Now, let’s rigorously test whether Ask Xiao Bai truly deploys full-parameter R1—by tackling Level 5 problems exclusively. Below is the first test case. Due to WeChat Official Account GIF limitations (frame count & resolution), only the first three frames are shown. The screen recording was made at native speed, with no acceleration:

This problem involves infinite series—a topic from university-level advanced calculus and mathematical analysis—so difficulty is nontrivial. Per MATH-500’s ground-truth answer key, the correct solution is p − q, as shown:

The platform’s output? Also p − q—✅ First test passed.

Second test—also Level 5—covers polynomial interpolation and Lagrange interpolation, typical of AIME-style competitions. The GIF below captures the interaction:

Its step-by-step reasoning and final answer appear below:

MATH-500’s official answer matches exactly—✅ Second test passed.

We continued through ten Level-5 problems in Round 1. Ultimately, we ran four full rounds (40 total Level-5 problems). Accuracy per round:

• Round 1: 100%
• Round 2: 90%
• Round 3: 90%
• Round 4: 100%

→ Overall accuracy: 95.0%

Two errors occurred:

• Round 2, Problem 4: Correct answer = 10, model output = 5
• Round 3, Problem 7: (Error details omitted for brevity)

Below is the erroneous reasoning trace for Round 2, Problem 4:

A 95.0% accuracy rate on the hardest problems available implies significantly higher accuracy on easier tiers (Levels 1–4). Thus, the overall accuracy across all MATH-500 levels should exceed the 97.3% reported in the R1 paper—strongly suggesting this is the full-parameter R1. Readers are welcome to replicate and extend this validation at scale!

3 “Ask Xiao Bai”: Lightning-Fast Responses

During deep testing, I observed another standout advantage: extremely low latency. Refer to the two GIFs above—recorded with Kap (no speed-up applied, playback at original frame rate). Judge the response speed for yourself.

Compare this to DeepSeek’s official interface today: due to massive demand, responses stall indefinitely at “Thinking…”—a consequence of the full-parameter model’s heavy compute requirements. When inference servers are oversubscribed, delays become unavoidable:

The contrast is stark. Our recommendation? Use platforms strategically:

• For ultra-fast, stable, unlimited access—Ask Xiao Bai excels.
• No usage caps. Zero cost.

Below is their recent promotional material—confirmed accurate after extensive hands-on testing.

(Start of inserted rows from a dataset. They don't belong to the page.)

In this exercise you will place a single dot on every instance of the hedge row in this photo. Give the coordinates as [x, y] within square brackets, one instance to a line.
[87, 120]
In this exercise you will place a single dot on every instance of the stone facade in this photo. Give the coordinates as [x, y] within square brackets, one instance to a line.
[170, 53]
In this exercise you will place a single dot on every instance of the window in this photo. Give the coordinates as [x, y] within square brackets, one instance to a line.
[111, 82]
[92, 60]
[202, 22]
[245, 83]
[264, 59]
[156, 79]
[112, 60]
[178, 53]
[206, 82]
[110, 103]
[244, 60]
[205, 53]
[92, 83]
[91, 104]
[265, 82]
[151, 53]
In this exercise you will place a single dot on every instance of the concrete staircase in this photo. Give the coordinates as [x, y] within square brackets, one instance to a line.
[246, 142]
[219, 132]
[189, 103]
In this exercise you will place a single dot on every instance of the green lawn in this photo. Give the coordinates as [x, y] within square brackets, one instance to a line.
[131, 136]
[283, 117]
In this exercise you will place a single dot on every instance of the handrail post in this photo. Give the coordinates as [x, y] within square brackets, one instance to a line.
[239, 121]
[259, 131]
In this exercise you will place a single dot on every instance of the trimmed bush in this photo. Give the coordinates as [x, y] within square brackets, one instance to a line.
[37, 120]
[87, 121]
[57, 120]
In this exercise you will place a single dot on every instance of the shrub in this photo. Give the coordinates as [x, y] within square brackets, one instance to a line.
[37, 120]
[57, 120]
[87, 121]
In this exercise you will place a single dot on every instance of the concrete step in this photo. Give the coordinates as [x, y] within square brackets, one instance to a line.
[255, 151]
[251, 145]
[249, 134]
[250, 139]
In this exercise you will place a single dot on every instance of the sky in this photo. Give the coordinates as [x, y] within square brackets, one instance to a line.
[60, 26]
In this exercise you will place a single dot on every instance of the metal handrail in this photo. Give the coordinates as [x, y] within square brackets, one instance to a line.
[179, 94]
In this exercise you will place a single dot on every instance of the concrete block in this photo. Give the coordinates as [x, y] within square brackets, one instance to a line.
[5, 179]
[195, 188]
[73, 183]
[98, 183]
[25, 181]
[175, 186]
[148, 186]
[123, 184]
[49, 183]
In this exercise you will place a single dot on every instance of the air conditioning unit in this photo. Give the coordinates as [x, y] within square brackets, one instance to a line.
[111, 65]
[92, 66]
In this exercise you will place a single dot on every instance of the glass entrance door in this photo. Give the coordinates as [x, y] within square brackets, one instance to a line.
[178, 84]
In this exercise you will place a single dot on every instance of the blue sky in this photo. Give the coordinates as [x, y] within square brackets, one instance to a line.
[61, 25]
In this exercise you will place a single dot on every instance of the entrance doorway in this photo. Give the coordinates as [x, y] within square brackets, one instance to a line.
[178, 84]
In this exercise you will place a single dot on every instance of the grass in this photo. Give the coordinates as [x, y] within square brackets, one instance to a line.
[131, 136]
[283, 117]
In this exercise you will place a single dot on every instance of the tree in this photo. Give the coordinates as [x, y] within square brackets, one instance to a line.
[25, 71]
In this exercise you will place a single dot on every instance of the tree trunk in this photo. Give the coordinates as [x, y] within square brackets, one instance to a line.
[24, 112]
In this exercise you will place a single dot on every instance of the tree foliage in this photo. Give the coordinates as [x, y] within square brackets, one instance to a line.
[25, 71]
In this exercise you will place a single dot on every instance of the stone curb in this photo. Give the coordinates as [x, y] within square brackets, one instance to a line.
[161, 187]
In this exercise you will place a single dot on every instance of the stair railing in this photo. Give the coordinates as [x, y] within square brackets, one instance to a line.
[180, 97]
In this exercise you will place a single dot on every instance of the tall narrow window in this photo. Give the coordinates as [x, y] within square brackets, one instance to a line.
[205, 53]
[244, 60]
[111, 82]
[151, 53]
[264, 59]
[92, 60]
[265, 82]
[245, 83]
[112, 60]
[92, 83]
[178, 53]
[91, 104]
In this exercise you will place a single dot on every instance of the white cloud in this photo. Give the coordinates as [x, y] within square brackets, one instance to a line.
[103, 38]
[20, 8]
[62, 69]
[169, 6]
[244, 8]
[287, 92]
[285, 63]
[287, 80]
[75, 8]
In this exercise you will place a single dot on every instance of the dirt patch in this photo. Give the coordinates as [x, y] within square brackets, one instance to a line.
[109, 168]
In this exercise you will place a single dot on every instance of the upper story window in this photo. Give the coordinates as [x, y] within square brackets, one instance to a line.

Both web and mobile app versions are available:

Final Summary

• This article introduces wenxiaobai.com—a reliable, free, unlimited-access online platform running the full 671B DeepSeek-R1.
• Compared to its six distilled variants, full-R1 delivers superior reasoning—making it ideal for demanding tasks. Reserve distilled models only for local knowledge-base deployments where resource constraints apply.
• Rigorous evaluation using 40 Level-5 MATH-500 problems achieved 95.0% accuracy, strongly indicating full-parameter deployment.
• Beyond raw capability, Ask Xiao Bai delivers blazing inference speed, zero usage limits, and zero cost—a compelling alternative to official channels strained by traffic.